NAPHTALENE: A Novel of Baghdad. By Alia Mamdouh. Translated by Peter Theroux. (Feminist Press, $23.95.) Mamdouh, a journalist born and educated in Baghdad, left Iraq in 1982, after Saddam Hussein seized power. “Naphtalene,” first published in 1986, has been translated into many languages; according to its publisher, it is the first novel by an Iraqi woman to appear in the United States. Set in the Baghdad of Mamdouh’s childhood in the 1950’s, it describes in poetic, incantatory language the city’s domestic life: the women’s day at the public bath, children’s play in the streets. The events that drive the plot are also domestic: Huda’s mother has tuberculosis, and her brutal father, eager for more sons, takes another wife; Huda, a tomboy, is forced as she reaches puberty to wear the abaya, a traditional long black cloak. Around this private world swirl the politics of the 1950’s in Iraq: hatred of the British and the monarchy they installed, and support of Nasser. (Huda’s grandmother likes Nasser because his voice reminds her of her son’s.) Huda’s best friend becomes a Communist and hands her a leaflet “like a first forbidden kiss.” “Naphtalene” is told from Huda’s point of view, usually in the second, but sometimes in the first or third person. These shifts in voice and the movement back and forth in time, combined with the imagistic, occasionally hallucinatory language, make the narrative difficult to follow. Nevertheless, the novel is worth reading at a time when the proposed new constitution would return Iraqi women to the 1950’s and subject them to clerical authority rather than civil law.

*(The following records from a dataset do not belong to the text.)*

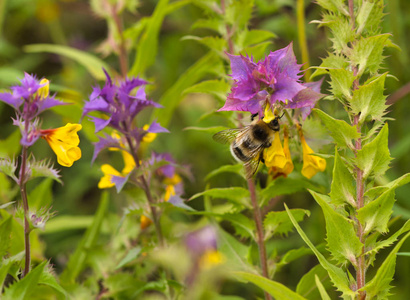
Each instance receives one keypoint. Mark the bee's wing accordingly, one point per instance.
(229, 135)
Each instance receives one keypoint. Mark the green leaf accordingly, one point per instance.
(322, 290)
(5, 231)
(343, 189)
(332, 61)
(341, 82)
(341, 132)
(147, 46)
(237, 195)
(208, 64)
(131, 255)
(93, 64)
(367, 53)
(342, 241)
(274, 288)
(368, 100)
(306, 285)
(336, 6)
(218, 88)
(379, 286)
(78, 258)
(376, 214)
(236, 169)
(387, 242)
(21, 289)
(374, 158)
(285, 186)
(278, 222)
(336, 274)
(43, 168)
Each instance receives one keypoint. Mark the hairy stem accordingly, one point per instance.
(257, 215)
(300, 13)
(23, 191)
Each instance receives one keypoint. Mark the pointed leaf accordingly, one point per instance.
(374, 158)
(20, 290)
(379, 286)
(376, 214)
(368, 100)
(341, 132)
(336, 274)
(343, 243)
(342, 190)
(274, 288)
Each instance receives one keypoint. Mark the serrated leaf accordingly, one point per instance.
(332, 61)
(342, 241)
(21, 289)
(43, 168)
(208, 64)
(236, 195)
(147, 46)
(76, 262)
(278, 222)
(387, 242)
(343, 189)
(285, 186)
(306, 285)
(368, 100)
(322, 290)
(374, 158)
(336, 274)
(376, 214)
(218, 88)
(367, 53)
(375, 192)
(275, 289)
(8, 167)
(236, 169)
(341, 132)
(341, 82)
(379, 286)
(5, 231)
(93, 64)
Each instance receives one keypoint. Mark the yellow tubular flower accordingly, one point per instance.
(44, 91)
(64, 142)
(311, 164)
(109, 172)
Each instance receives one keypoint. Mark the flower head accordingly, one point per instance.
(264, 83)
(311, 164)
(64, 142)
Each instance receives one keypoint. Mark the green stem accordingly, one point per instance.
(300, 13)
(260, 239)
(23, 191)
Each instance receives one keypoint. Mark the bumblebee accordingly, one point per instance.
(248, 143)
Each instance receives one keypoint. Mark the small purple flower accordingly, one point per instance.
(274, 79)
(118, 103)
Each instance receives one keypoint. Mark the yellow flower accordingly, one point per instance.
(145, 222)
(210, 259)
(64, 142)
(106, 181)
(311, 164)
(44, 91)
(281, 162)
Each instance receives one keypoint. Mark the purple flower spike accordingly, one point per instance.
(273, 79)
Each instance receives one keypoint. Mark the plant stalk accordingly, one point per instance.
(260, 234)
(23, 191)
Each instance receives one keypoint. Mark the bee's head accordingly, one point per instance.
(274, 124)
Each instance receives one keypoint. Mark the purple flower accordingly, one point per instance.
(118, 102)
(276, 78)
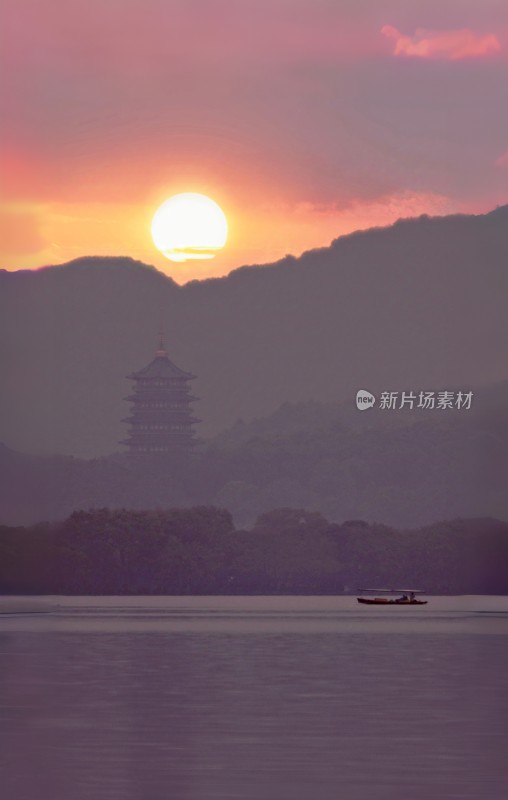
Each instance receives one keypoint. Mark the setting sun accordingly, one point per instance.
(189, 226)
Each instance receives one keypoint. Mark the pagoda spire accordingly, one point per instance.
(161, 350)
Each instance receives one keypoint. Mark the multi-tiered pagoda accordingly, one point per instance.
(161, 416)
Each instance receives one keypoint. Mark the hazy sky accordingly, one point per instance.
(303, 119)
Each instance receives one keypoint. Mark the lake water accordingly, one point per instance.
(260, 698)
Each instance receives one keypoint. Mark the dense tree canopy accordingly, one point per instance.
(287, 551)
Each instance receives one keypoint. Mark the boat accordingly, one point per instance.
(406, 597)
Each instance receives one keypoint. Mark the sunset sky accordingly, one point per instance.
(303, 119)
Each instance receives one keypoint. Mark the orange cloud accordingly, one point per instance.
(449, 45)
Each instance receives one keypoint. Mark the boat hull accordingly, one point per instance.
(382, 601)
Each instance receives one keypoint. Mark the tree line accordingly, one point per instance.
(288, 551)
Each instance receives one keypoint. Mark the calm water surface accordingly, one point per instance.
(266, 698)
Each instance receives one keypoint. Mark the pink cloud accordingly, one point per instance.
(451, 45)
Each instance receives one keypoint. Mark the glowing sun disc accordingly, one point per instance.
(189, 226)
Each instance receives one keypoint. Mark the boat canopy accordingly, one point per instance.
(394, 591)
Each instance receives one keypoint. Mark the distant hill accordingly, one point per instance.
(288, 551)
(418, 305)
(401, 470)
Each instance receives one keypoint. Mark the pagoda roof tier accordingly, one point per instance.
(161, 367)
(161, 394)
(136, 441)
(177, 420)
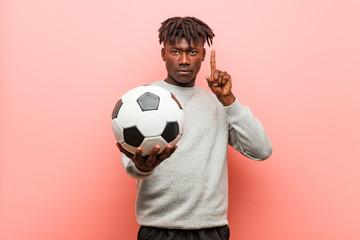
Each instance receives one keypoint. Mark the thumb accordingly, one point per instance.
(208, 79)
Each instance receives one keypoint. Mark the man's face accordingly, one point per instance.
(183, 61)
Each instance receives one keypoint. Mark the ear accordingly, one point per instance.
(163, 54)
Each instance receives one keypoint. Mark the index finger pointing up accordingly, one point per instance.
(212, 61)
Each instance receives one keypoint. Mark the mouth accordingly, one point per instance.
(184, 71)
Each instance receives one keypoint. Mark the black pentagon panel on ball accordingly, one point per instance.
(170, 132)
(116, 109)
(148, 101)
(133, 136)
(172, 95)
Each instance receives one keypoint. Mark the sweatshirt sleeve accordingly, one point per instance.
(132, 170)
(246, 133)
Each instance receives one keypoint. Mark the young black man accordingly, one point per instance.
(183, 191)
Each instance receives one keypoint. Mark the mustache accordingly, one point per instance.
(184, 70)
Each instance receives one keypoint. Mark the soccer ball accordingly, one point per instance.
(147, 116)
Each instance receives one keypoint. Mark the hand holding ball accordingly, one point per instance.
(147, 116)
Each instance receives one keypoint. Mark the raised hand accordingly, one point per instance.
(149, 163)
(220, 82)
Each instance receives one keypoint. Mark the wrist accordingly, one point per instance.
(227, 100)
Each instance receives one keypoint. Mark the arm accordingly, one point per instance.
(246, 133)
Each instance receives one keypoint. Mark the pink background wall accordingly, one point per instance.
(65, 63)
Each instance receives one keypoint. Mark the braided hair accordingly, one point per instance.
(188, 27)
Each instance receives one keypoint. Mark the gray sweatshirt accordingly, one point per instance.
(189, 190)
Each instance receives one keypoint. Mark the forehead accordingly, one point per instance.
(182, 43)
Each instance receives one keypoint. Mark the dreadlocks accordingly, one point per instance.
(188, 27)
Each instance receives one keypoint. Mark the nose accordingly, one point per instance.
(184, 59)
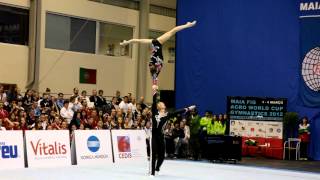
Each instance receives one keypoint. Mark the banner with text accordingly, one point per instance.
(93, 147)
(11, 150)
(48, 148)
(255, 108)
(129, 146)
(264, 129)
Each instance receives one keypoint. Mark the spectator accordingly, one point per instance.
(194, 134)
(118, 97)
(76, 94)
(75, 106)
(142, 104)
(3, 96)
(60, 101)
(66, 112)
(1, 127)
(45, 103)
(168, 135)
(28, 99)
(216, 127)
(95, 99)
(147, 130)
(85, 98)
(178, 135)
(124, 105)
(114, 104)
(133, 105)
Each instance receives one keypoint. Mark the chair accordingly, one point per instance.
(292, 144)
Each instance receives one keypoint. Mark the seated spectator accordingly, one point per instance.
(66, 112)
(118, 97)
(45, 103)
(194, 134)
(3, 96)
(126, 124)
(147, 130)
(95, 99)
(124, 105)
(142, 104)
(60, 101)
(168, 135)
(217, 127)
(114, 104)
(86, 98)
(205, 121)
(178, 135)
(75, 106)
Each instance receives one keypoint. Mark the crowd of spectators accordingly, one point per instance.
(31, 111)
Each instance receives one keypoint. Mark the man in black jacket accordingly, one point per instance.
(159, 118)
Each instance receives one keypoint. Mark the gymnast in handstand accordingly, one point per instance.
(156, 60)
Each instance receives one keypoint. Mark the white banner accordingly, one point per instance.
(11, 150)
(129, 146)
(48, 148)
(93, 147)
(264, 129)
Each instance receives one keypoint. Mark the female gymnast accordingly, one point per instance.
(156, 60)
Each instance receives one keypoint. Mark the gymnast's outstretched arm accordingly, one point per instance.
(166, 36)
(163, 38)
(142, 41)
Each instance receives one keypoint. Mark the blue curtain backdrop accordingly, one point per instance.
(241, 48)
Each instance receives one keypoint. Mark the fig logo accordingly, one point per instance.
(43, 148)
(311, 69)
(93, 144)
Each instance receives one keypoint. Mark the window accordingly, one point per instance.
(72, 34)
(110, 37)
(14, 25)
(168, 49)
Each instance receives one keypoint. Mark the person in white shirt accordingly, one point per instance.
(84, 97)
(124, 106)
(1, 127)
(148, 132)
(133, 105)
(66, 112)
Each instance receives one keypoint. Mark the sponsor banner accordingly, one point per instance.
(48, 148)
(93, 147)
(256, 108)
(264, 129)
(129, 146)
(11, 150)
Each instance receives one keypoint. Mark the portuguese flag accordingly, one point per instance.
(88, 76)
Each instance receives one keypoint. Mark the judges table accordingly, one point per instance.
(225, 148)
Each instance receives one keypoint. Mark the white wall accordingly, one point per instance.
(14, 58)
(59, 70)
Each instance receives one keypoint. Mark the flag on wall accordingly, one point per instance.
(88, 76)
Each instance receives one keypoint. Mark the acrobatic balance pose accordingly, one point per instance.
(156, 60)
(159, 119)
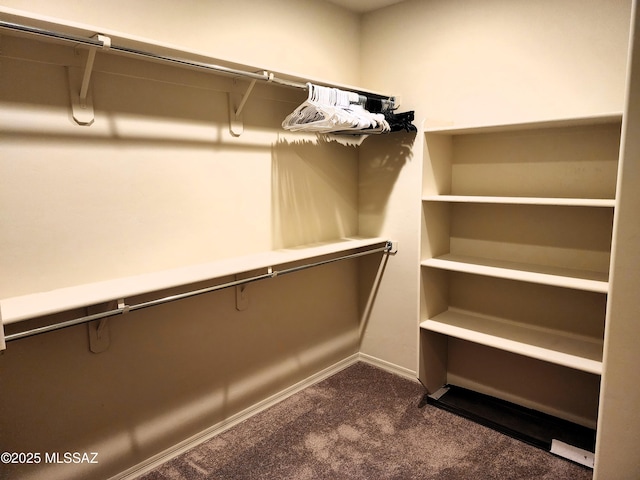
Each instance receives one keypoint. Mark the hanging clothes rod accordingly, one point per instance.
(95, 42)
(122, 308)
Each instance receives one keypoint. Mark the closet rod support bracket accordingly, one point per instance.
(99, 335)
(236, 123)
(81, 99)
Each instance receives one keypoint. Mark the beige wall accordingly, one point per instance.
(278, 35)
(158, 182)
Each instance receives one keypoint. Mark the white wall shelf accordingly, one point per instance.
(567, 202)
(612, 117)
(562, 348)
(558, 277)
(24, 307)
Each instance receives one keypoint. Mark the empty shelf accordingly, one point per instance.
(34, 305)
(561, 348)
(565, 202)
(554, 276)
(614, 117)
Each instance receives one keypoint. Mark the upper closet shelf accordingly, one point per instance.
(566, 202)
(35, 305)
(95, 39)
(606, 118)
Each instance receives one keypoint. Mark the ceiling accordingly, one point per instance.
(361, 6)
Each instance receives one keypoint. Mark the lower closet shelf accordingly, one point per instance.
(24, 307)
(561, 348)
(564, 438)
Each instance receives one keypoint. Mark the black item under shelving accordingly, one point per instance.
(531, 426)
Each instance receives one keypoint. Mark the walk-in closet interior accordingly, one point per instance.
(178, 253)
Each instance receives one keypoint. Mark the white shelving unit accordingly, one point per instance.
(505, 208)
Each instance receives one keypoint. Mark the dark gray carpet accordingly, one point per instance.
(364, 423)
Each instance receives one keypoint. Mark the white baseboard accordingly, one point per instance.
(239, 417)
(388, 366)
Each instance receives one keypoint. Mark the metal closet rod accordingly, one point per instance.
(94, 42)
(122, 308)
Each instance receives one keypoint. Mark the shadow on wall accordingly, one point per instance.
(381, 160)
(314, 191)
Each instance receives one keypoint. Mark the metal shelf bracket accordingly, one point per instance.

Q & A. By Vikas Swarup. (Scribner, $24.) When Ram Mohammad Thomas answers 12 questions correctly to win the grand prize on a TV show called “Who Will Win a Billion?” (rupees, that is), he is promptly arrested at the behest of the show’s producers, who believe the rupeeless waiter must have cheated. “The brain is not an organ we are authorized to use,” as Ram says. In jail, he tells his lawyer stories that explain how he learned each fact. (For example, he knows the name of the smallest planet because he once lived next door to a drunken astronomer who named his daughter’s cat Pluto.) These picaresque adventures take place all over India. Along with Ram’s ecumenical name, they suggest that our hero is meant to be an Indian Everyman. And he acts like one: although poor and uneducated, he is resourceful and wily. The connections between Ram’s tales and the quiz-show questions are clever, but Swarup’s prose is flat. Still, Swarup, an Indian diplomat and first-time novelist, writes humorously and keeps the surprises coming. When it is turned into the movie it wants to be, “Q & A” will be a delight.

Elsa Dixler is an editor at the Book Review.